Reciprocal engagement espouses two principles and two criteria. The principles: European offers to China should be focused on a reduced number of policy areas, and the EU should use incentives and leverage to ensure that China will reciprocate. The criteria: relevance to the EU, and a realistic expectation that a collective European effort will shift Chinese policy.

DK: Your report is about the EU’s China policy. You barely mention the US except when you argue that EU leaders need to make a case “to their American interlocutors that the best results with China. .. .can only be achieved through partnership with Europe.” But is the reality not an emerging “Pax Chimerica”, where the EU’s role will be largely irrelevant?

JF: The election of Barack Obama has opened a new chapter in US foreign policy, but one marked by unprecedented economic challenges and the rise of China and other powers. The American debtor and its Chinese lender have locked each other into a symbiotic embrace. Whilst talk of a G2 or pax Chimerica is premature, it is clear that if Europe wants to avoid being left on the sidelines it needs to completely change the way it engages China, and the US.  To be heard on these issues, the EU needs to move fast to demonstrate its importance to China – and it must make a similar effort in Washington.

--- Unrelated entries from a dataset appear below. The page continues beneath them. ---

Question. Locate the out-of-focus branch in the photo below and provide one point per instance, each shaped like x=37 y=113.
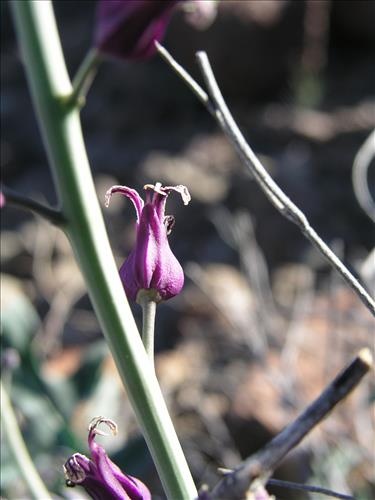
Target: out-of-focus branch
x=308 y=487
x=261 y=465
x=361 y=163
x=216 y=105
x=53 y=215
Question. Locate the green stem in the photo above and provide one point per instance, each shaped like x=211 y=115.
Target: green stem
x=62 y=134
x=17 y=446
x=148 y=325
x=84 y=78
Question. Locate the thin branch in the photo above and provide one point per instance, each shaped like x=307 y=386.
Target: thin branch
x=219 y=110
x=53 y=215
x=263 y=463
x=308 y=487
x=361 y=164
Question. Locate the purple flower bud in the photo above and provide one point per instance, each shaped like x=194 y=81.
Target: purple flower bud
x=152 y=265
x=99 y=476
x=128 y=28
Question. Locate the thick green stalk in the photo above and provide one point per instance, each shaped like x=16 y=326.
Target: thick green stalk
x=13 y=436
x=62 y=134
x=148 y=324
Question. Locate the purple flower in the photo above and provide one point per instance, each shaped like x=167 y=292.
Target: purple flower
x=100 y=477
x=128 y=28
x=152 y=265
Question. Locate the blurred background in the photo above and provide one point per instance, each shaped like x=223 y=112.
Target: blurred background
x=263 y=324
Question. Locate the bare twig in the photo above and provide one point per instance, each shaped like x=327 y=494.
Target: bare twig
x=308 y=487
x=361 y=164
x=51 y=214
x=262 y=464
x=216 y=105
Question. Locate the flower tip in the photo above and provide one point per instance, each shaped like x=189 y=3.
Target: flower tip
x=96 y=421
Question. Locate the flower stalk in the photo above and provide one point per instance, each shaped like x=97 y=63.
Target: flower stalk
x=84 y=78
x=61 y=130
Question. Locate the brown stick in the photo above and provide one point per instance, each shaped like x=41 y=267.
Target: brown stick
x=215 y=104
x=261 y=465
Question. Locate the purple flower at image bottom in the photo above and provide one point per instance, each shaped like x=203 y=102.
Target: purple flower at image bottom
x=99 y=476
x=151 y=265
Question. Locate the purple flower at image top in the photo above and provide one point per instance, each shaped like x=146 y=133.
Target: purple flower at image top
x=152 y=265
x=128 y=28
x=99 y=476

Europeans need to make the case to their American interlocutors that the best results with China, whether on climate change, rebalancing the world economy or fighting the spread of nuclear weapons, can only be achieved through partnership with Europe. And they will need to persuade China that listening to the EU on major strategic issues pays, while ignoring it carries a cost.

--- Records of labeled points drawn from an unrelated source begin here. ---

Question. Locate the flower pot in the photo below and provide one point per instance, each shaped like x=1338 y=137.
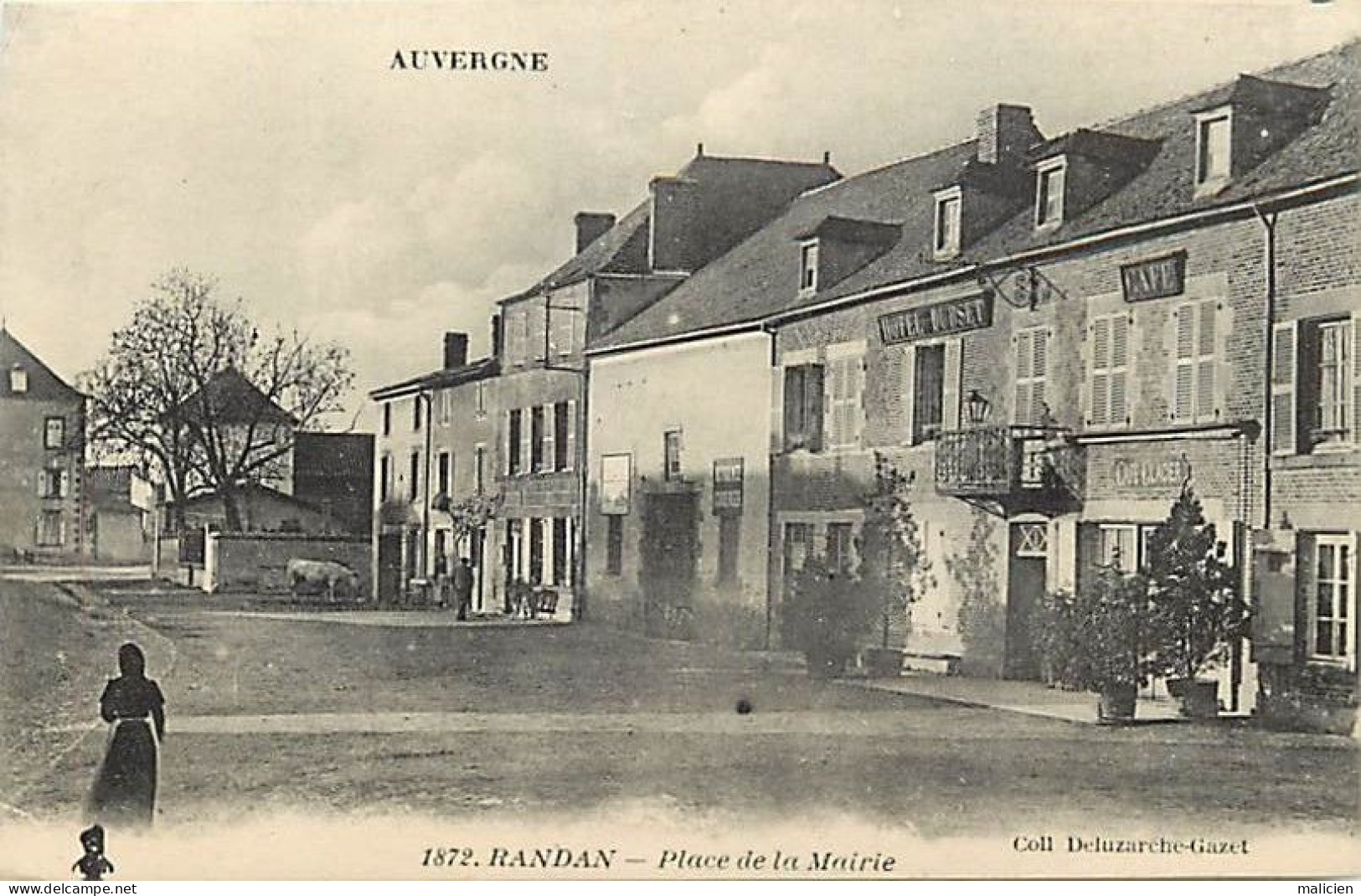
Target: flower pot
x=882 y=662
x=1199 y=698
x=1115 y=704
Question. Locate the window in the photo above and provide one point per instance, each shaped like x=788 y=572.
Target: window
x=729 y=534
x=838 y=554
x=1332 y=406
x=538 y=433
x=1110 y=371
x=1049 y=185
x=798 y=539
x=444 y=473
x=52 y=528
x=803 y=408
x=929 y=393
x=1193 y=376
x=1315 y=386
x=561 y=436
x=671 y=454
x=1334 y=600
x=535 y=552
x=947 y=224
x=1032 y=365
x=54 y=484
x=1213 y=147
x=54 y=433
x=844 y=400
x=559 y=550
x=513 y=437
x=809 y=269
x=614 y=546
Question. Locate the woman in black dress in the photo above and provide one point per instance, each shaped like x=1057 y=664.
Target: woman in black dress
x=126 y=790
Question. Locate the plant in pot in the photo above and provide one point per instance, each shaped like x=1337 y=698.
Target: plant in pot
x=827 y=615
x=1095 y=639
x=1198 y=609
x=893 y=561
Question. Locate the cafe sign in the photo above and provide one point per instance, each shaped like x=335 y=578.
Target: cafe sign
x=1156 y=278
x=942 y=319
x=727 y=485
x=1150 y=474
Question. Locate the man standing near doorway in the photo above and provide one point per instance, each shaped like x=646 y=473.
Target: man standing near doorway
x=463 y=587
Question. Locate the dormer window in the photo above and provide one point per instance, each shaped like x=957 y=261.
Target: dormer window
x=1213 y=150
x=947 y=224
x=809 y=269
x=1049 y=203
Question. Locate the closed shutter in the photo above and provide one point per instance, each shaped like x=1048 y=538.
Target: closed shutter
x=1285 y=439
x=951 y=389
x=812 y=402
x=794 y=422
x=572 y=435
x=910 y=397
x=1099 y=413
x=550 y=425
x=1119 y=369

DK: You say that China policy has been based on the false presumtion that Beijing will change if the EU engages. Does this mean we have to give up all hopes of China ever changing her ways?

JF: China is not by any means static. The point in our report is that China is not a malleable entity to be shaped by European engagement – China is developing politically and economically in a way it is itself defining. There is increasing public debate within the country on a range of topics not directly linked to the regime’s legitimacy and ideology. But no positive steps can be directly linked to European or even western pressure. Treatment of Chinese human rights advocates – a topic regularly raised by EU leaders – has actually worsened in recent years.

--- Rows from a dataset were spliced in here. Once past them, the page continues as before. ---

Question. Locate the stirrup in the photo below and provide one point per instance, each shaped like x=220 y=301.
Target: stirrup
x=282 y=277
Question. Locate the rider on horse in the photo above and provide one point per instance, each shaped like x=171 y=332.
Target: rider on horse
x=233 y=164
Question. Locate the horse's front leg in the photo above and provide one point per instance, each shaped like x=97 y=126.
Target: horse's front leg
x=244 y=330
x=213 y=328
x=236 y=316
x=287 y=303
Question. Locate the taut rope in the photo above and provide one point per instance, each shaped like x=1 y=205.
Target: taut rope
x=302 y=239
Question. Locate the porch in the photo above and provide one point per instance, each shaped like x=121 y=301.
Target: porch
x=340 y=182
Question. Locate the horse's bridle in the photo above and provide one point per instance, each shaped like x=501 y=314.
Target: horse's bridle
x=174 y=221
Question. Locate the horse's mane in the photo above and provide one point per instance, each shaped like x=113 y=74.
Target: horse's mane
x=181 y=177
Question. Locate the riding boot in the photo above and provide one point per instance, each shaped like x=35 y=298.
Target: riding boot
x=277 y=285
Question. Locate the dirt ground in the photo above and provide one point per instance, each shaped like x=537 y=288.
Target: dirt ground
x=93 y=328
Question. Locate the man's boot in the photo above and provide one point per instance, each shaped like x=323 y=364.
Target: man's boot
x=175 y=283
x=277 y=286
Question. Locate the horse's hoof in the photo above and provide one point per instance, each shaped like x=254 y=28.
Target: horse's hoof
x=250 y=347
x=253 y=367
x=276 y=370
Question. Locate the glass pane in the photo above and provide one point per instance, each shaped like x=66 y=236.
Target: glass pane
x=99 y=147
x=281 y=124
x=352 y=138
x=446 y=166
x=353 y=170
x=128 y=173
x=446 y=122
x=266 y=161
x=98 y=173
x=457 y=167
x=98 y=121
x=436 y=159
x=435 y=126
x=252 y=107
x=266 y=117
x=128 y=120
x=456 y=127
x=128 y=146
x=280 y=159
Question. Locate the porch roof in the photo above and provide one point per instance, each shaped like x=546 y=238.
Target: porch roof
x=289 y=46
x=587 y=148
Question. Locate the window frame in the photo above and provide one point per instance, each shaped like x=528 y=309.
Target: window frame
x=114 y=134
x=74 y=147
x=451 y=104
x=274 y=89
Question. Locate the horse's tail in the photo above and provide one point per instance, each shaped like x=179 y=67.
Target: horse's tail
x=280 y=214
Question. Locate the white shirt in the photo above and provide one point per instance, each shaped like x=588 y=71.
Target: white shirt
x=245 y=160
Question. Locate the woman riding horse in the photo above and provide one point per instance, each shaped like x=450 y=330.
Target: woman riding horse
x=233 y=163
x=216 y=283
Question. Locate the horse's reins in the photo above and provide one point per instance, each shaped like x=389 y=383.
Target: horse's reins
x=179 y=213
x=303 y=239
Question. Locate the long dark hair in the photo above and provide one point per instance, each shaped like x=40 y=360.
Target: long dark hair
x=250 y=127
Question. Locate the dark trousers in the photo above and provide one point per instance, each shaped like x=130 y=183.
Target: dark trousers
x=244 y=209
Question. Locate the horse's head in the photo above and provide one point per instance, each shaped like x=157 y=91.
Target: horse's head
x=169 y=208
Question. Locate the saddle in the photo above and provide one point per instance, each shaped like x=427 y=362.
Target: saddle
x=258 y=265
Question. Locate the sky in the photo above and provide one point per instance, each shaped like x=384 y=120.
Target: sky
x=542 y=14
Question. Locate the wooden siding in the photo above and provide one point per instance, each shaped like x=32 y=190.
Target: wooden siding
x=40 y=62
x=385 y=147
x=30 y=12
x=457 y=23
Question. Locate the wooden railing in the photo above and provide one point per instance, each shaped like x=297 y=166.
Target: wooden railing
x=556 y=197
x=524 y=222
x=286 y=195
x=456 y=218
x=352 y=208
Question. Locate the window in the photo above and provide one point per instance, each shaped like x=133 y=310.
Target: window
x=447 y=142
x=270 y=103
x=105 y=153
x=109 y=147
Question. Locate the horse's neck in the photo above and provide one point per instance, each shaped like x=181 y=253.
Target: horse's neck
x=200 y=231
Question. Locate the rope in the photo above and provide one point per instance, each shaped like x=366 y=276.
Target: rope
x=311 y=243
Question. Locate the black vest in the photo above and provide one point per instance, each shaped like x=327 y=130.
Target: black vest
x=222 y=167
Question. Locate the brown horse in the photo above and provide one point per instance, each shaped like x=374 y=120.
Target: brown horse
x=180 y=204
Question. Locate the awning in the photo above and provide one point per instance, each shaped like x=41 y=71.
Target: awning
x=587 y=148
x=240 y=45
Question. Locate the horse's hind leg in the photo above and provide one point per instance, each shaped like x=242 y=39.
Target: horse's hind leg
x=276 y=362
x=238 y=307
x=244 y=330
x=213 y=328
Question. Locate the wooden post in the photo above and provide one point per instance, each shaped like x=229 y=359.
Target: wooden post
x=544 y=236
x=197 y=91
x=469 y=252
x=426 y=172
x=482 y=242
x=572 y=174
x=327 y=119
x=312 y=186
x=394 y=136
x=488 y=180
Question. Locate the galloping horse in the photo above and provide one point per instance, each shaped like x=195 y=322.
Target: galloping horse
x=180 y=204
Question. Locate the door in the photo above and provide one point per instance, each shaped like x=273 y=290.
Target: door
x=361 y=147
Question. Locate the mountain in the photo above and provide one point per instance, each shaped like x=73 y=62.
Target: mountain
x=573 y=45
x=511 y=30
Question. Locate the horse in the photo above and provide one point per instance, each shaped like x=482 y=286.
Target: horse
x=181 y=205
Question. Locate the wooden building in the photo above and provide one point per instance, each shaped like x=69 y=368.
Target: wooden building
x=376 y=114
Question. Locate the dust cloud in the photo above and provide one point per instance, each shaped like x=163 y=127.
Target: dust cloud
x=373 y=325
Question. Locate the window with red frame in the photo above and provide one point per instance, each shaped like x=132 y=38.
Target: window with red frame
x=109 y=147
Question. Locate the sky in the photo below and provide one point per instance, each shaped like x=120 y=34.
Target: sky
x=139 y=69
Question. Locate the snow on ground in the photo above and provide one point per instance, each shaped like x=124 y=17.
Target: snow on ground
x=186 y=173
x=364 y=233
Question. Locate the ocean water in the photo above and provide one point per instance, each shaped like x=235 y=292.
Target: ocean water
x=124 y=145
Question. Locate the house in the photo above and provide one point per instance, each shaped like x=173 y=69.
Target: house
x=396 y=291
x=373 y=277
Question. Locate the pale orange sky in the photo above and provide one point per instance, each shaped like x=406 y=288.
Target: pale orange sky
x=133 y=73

EU hopes that China would continue opening up its economy following its accession to the World Trade Organisation (WTO) in 2001 have been disappointed– the Chinese government has treated WTO membership as the end of the reform process rather than a beginning. Beijing has tightened central control of Chinese firms and reinforced informal barriers to foreign entry into the Chinese market.

Political liberalisation seems to have stalled, or even reversed: China has tightened restrictions against NGOs, stepped up pressure on dissidents, and stopped or rolled back local electoral reforms. At the UN, Beijing has built an increasingly solid coalition of general assembly votes, often mobilised in opposition to EU values such as the defence of human rights. However to renounce human rights goals in the name of “realism” would weaken the essential principle of the EU and European society – the rule of law. Instead, the EU must bolster the credibility of its human rights stance – including, when necessary, listening to criticism by China and Chinese citizens of its own criminal law and human rights practices.